Cisco warns customers of an actively exploited high-severity vulnerability in Catalyst SD-WAN Manager, an enterprise network management system that has been targeted by hackers multiple times in the past. Located in the command-line interface, the flaw allows authenticated attackers to escalate privileges to root and take over the entire system.
The vulnerability, tracked as CVE-2026-20245, is rated 7.8 (high) on the CVSS scale instead of critical because it requires local access and netadmin privileges to exploit. These privileges can be obtained via stolen credentials or by exploiting authentication bypass flaws, such as CVE-2026-20245 or CVE-2026-20127, which were fixed in May and February, respectively.
The older authentication bypass flaws were exploited by a cyberespionage threat actor Cisco Talos tracks as UAT-8616. It’s not clear whether the new vulnerability was exploited by the same group as part of its campaigns against enterprise SD-WAN deployments, but it was reported to Cisco by Google’s Mandiant division, which specializes in incident response.
“This vulnerability is due to insufficient validation of user-supplied input,” Cisco said in its advisory. “An attacker could exploit this vulnerability by uploading a crafted file to the affected system. A successful exploit could allow the attacker to perform command injection attacks on an affected system and elevate their privileges as the root user.”
Mitigation
While a patch is not yet available, Cisco recommends upgrading to the latest available version to ensure the previous authentication bypass exploits don’t work. Customers should also check the configuration of their edge devices because the company has observed cases where exploitation of this flaw resulted in configuration changes.

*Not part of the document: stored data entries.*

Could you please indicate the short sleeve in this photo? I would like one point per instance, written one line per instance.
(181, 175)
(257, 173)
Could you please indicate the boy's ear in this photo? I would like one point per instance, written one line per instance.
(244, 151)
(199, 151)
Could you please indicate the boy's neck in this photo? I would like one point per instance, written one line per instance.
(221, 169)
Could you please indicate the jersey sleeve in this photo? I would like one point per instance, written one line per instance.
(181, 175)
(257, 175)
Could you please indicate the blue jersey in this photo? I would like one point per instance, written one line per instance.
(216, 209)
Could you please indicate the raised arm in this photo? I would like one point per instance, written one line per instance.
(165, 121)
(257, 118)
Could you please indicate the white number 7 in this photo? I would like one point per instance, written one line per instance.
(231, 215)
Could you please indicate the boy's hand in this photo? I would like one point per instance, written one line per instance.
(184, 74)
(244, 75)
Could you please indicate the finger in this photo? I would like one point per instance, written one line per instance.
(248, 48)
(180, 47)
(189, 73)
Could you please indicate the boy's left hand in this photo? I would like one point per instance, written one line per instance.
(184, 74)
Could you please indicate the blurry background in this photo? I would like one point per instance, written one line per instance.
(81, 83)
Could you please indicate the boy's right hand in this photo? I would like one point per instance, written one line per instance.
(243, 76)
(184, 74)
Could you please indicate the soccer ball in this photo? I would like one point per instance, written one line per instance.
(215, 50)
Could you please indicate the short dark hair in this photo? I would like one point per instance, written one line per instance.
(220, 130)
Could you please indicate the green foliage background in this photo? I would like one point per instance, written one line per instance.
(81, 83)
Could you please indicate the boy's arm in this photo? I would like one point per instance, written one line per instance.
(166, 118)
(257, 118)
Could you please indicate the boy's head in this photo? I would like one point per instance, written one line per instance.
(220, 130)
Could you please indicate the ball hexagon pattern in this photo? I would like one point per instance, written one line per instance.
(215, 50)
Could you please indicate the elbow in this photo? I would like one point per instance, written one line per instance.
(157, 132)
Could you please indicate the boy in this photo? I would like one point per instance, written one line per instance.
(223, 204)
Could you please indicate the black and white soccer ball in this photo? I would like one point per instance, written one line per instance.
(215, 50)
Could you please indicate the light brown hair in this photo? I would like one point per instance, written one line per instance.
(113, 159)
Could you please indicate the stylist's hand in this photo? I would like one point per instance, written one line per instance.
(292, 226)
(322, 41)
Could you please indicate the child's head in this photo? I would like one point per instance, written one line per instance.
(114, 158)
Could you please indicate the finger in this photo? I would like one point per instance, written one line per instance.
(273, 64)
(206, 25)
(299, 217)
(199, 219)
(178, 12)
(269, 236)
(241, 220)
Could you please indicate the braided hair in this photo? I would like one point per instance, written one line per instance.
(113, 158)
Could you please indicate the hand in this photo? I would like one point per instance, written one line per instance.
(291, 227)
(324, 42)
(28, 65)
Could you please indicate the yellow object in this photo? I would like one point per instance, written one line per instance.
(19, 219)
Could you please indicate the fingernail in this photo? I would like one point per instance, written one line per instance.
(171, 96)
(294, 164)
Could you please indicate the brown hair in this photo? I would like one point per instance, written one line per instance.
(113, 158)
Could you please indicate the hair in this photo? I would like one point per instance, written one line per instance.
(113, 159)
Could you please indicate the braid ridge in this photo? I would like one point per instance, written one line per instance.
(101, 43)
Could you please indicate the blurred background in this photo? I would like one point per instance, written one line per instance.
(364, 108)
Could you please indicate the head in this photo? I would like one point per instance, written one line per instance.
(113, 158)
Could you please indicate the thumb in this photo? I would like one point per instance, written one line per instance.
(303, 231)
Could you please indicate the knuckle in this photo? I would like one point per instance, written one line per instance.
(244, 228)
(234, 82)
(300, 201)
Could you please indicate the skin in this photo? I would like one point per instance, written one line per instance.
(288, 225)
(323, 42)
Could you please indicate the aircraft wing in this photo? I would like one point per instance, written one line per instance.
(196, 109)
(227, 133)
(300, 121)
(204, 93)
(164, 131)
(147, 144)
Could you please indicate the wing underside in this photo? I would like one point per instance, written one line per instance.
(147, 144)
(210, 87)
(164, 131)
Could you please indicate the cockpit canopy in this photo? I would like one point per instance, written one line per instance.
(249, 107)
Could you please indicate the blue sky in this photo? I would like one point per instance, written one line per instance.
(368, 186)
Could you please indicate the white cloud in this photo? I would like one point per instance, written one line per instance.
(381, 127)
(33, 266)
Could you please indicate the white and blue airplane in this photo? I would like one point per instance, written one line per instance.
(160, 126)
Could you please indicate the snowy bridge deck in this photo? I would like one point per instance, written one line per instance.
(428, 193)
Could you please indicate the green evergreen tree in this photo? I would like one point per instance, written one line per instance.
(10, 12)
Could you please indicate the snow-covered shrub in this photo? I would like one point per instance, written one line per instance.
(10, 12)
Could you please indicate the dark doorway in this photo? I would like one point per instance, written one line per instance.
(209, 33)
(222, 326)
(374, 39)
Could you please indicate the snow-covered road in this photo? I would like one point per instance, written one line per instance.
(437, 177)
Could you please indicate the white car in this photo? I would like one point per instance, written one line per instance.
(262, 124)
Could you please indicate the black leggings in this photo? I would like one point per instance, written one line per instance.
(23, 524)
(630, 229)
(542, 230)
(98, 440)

Before upgrading SD-WAN deployments, users are advised to save all relevant log files and issue the request admin-tech command to collect the admin-tech file from each of the control components.

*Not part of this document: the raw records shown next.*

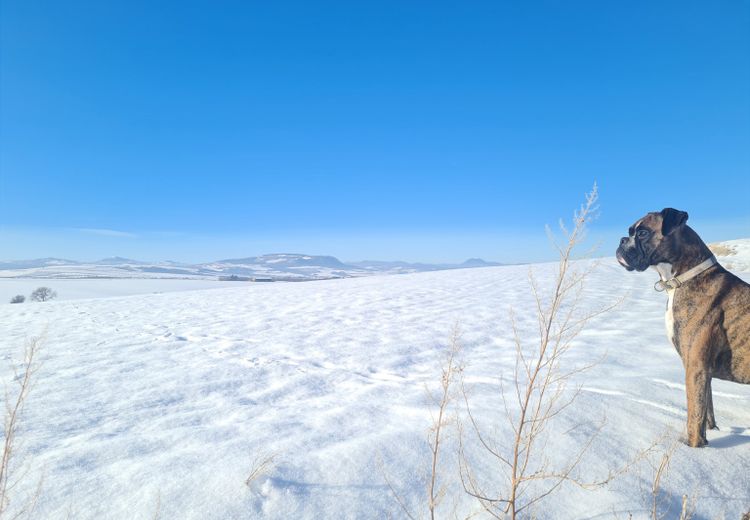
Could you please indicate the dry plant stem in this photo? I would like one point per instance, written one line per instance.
(540, 386)
(449, 372)
(13, 409)
(260, 466)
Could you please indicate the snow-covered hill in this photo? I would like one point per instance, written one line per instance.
(160, 403)
(282, 266)
(733, 254)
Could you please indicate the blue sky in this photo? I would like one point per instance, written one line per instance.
(431, 131)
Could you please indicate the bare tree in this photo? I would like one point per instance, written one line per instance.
(539, 390)
(440, 402)
(451, 371)
(42, 294)
(14, 405)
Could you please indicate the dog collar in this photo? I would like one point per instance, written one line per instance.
(677, 281)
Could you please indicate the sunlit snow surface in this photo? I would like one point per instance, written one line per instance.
(159, 403)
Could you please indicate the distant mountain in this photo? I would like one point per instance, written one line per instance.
(278, 266)
(478, 262)
(36, 263)
(733, 254)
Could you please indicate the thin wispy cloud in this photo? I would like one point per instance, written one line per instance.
(107, 232)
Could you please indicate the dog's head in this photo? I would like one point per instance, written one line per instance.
(652, 240)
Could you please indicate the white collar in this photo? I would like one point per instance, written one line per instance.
(677, 281)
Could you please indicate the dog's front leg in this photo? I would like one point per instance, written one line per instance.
(710, 417)
(696, 380)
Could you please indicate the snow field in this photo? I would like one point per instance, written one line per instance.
(163, 401)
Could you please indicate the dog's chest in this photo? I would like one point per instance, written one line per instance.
(669, 317)
(665, 272)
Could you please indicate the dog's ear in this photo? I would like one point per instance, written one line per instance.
(671, 219)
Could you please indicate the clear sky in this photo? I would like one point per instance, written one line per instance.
(430, 131)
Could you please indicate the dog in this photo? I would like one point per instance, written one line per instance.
(708, 309)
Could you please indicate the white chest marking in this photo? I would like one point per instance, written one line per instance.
(665, 272)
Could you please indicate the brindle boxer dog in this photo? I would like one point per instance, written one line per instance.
(708, 309)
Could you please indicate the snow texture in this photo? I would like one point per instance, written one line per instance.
(161, 402)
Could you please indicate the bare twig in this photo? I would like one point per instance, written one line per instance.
(540, 388)
(14, 405)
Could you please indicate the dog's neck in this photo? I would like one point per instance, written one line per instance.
(693, 251)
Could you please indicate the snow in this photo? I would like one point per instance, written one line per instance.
(734, 254)
(161, 402)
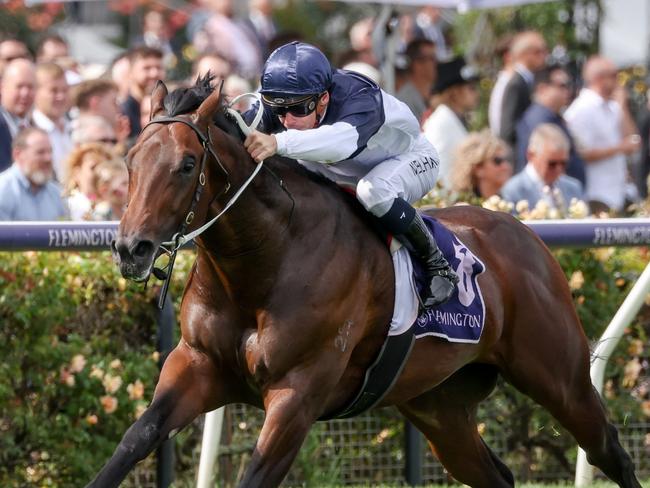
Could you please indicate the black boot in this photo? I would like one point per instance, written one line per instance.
(442, 279)
(408, 227)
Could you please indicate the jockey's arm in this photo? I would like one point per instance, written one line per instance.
(324, 144)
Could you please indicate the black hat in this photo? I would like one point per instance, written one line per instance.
(454, 72)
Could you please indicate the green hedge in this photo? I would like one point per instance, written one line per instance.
(79, 363)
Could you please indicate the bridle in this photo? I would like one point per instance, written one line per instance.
(180, 238)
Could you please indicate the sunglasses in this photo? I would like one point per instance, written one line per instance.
(300, 108)
(565, 86)
(555, 163)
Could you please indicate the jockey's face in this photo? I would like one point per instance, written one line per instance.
(310, 121)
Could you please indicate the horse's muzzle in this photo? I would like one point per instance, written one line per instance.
(134, 257)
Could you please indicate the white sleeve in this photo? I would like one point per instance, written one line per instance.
(325, 144)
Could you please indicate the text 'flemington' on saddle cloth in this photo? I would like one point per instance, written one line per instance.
(461, 319)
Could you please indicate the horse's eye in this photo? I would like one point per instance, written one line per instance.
(188, 165)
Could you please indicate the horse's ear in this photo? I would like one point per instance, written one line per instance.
(205, 113)
(157, 98)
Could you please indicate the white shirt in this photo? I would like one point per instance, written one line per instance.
(60, 139)
(496, 101)
(14, 122)
(596, 123)
(445, 131)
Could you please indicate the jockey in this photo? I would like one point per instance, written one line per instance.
(342, 125)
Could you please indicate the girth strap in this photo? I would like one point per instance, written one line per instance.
(380, 377)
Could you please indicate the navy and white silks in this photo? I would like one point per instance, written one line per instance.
(366, 138)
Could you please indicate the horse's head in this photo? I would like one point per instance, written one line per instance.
(167, 174)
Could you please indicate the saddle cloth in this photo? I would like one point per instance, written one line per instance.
(461, 319)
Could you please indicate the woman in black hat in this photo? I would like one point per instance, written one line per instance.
(446, 128)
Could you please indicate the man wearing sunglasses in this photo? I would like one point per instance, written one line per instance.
(551, 95)
(544, 178)
(342, 125)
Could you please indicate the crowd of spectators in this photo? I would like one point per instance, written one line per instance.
(551, 137)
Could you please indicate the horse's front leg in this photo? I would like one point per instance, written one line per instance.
(292, 406)
(188, 386)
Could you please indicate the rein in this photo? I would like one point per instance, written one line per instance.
(179, 239)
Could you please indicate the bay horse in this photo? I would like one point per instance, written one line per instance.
(291, 262)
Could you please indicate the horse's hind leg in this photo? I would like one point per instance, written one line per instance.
(446, 416)
(560, 382)
(183, 392)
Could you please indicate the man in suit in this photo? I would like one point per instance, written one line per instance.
(446, 128)
(17, 90)
(544, 178)
(529, 54)
(5, 145)
(551, 94)
(415, 92)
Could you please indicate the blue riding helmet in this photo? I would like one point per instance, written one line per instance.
(294, 72)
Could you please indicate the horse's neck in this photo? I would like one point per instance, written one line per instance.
(248, 239)
(284, 207)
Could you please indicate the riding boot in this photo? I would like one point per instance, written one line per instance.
(442, 279)
(409, 228)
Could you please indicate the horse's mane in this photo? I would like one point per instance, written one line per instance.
(185, 100)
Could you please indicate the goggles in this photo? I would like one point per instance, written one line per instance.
(298, 107)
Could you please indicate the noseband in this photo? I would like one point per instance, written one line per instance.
(180, 238)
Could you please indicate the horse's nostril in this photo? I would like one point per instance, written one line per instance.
(143, 249)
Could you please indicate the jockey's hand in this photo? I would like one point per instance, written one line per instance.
(260, 146)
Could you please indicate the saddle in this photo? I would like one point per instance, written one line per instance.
(460, 319)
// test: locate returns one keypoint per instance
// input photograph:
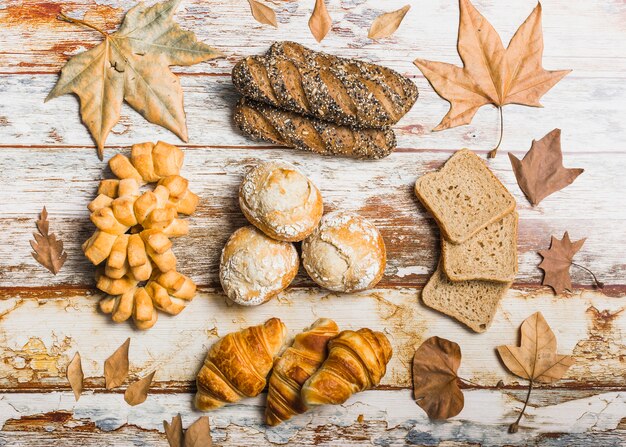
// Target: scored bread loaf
(490, 255)
(292, 130)
(331, 88)
(464, 196)
(473, 303)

Cisco has published indicators of compromise that should be visible in the scripts.log file from /var/log/. However, it’s hard to distinguish malicious and legitimate command calls in the logs, so if the indicators of compromise are present in the logs, customers should contact the Technical Assistance Center.
“If the logs show indicators of compromise and the system is confirmed to be compromised, applying the software update alone will not resolve the vulnerability,” the company said. “In such cases, follow the specific remediation steps that will be provided by the Cisco Technical Assistance Center (TAC) to help secure the system.”